Page 1 of 1

OCR Poor results

Posted: Thu Jun 06, 2024 2:15 pm
by Crookie
I am getting quite poor results from OCR.
I want to convert a scanned PDF document into an editable PDF, without changing anything at all, just have an editable reproduction, but the results are consistently inconsistent, with any hand written notes being converted to garbage.
If anyone has any ideas I would be most grateful, I have 50 installs waiting on the back of this.
Top image is original, the others are results I don't want

Original.png
Fault.png
Fault2.png

Re: OCR Poor results

Posted: Thu Jun 06, 2024 2:21 pm
by Dimitar - PDF-XChange
Hello Crookie,

Welcome to our Forum.

The OCR tool is not designed to recognize handwriting, but if you could give us a copy of the original document we will see what can be adjusted to get better results.

Regards.

Re: OCR Poor results

Posted: Fri Jun 07, 2024 6:19 am
by Crookie
This isn't just one document, this is just a sample I've been given.
We will be talking thousands, and it doesn't look like PDF-Xchange is up to it

Re: OCR Poor results

Posted: Fri Jun 07, 2024 7:49 am
by Stefan - PDF-XChange
Hello Crookie,

Unfortunately the ABBYY Fine Reader engine that our Enhanced OCR uses is really focused on other types of text and handwritten recognition is not it's strength.
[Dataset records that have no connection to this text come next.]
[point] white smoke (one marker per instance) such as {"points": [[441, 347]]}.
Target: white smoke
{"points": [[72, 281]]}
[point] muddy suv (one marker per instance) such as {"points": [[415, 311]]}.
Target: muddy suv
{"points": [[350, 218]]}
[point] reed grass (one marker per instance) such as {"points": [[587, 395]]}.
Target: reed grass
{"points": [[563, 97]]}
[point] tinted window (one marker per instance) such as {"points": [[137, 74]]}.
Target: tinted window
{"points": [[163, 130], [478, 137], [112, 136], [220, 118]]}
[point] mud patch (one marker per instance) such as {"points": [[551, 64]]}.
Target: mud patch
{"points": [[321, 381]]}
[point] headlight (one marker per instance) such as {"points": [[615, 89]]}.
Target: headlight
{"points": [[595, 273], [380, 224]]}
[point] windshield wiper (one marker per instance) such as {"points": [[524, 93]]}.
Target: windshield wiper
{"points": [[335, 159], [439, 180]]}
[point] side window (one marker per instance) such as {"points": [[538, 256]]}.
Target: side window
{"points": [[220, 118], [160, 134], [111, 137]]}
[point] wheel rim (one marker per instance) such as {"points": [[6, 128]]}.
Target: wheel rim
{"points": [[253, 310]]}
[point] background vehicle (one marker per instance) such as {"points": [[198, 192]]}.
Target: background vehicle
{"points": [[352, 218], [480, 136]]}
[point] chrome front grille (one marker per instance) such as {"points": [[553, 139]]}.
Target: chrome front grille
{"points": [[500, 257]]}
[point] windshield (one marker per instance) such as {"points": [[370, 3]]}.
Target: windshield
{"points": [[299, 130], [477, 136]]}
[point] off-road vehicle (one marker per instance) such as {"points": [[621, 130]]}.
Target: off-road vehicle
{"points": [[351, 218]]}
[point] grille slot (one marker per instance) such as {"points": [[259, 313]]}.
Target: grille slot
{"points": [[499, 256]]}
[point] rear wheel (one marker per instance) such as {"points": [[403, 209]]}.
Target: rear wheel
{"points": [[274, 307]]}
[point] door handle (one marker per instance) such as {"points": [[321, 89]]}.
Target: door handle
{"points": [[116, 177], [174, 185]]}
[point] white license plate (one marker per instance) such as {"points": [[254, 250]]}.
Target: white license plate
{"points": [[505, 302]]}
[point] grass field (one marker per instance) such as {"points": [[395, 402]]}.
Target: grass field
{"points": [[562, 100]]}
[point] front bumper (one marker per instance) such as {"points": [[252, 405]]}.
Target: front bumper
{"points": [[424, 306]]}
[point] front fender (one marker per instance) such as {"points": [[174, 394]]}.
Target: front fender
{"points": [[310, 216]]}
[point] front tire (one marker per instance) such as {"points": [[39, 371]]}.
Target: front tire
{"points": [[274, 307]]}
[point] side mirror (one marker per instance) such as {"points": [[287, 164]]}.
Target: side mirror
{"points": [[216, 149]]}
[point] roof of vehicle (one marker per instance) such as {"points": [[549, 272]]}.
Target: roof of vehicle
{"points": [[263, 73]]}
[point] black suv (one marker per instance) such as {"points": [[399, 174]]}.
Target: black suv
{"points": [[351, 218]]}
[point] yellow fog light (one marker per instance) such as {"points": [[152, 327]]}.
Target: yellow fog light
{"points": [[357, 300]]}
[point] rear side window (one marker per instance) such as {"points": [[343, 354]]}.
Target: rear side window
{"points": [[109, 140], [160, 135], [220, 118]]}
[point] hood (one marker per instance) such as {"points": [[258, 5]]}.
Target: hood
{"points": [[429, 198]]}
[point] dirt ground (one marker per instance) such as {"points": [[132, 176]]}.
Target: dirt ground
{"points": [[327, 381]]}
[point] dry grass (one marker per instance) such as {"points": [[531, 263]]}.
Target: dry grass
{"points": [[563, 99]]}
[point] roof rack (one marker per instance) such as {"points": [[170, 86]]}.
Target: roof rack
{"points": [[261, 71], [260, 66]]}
Tesseract (the engine behind our standard OCR) - might be handling such text slightly better - so please do give that one a try as well. Unfortunately we can not really improve those OCR engines on our end, so if you have thousands of handwritten documents to OCR - we might not be able to fully help!

Kind regards,
Stefan

Re: OCR Poor results

Posted: Mon Sep 09, 2024 8:03 am
by Loki@99
Hi,

Not handwritten but I also have poor OCR results with this file.
File_OCR.pdf
I would assume that the source has a quite bad quality but Microsoft Snipping Tool gave very good results. The difference is not even close.

PDFXCE
Language : French
Accuracy : Auto
Output : Fine Page content
image.png

Text extracted from Microsoft Snipping Tool text actions
image(1).png

Thanks for improving,

Re: OCR Poor results

Posted: Mon Sep 09, 2024 5:36 pm
by MedBooster
Maybe you could add an option to switch between Tesseract and Abbyy in the standard menu?
image.png

Re: OCR Poor results

Posted: Mon Sep 09, 2024 6:15 pm
by Paul - PDF-XChange
Hi, MedBooster

regards that sample we were sent, the issue is the original really is poor, even for human eyes!

image.png

I am afraid that switching engines "on the fly" so to speak has been rejected. That will remain in the settings as is I am afraid.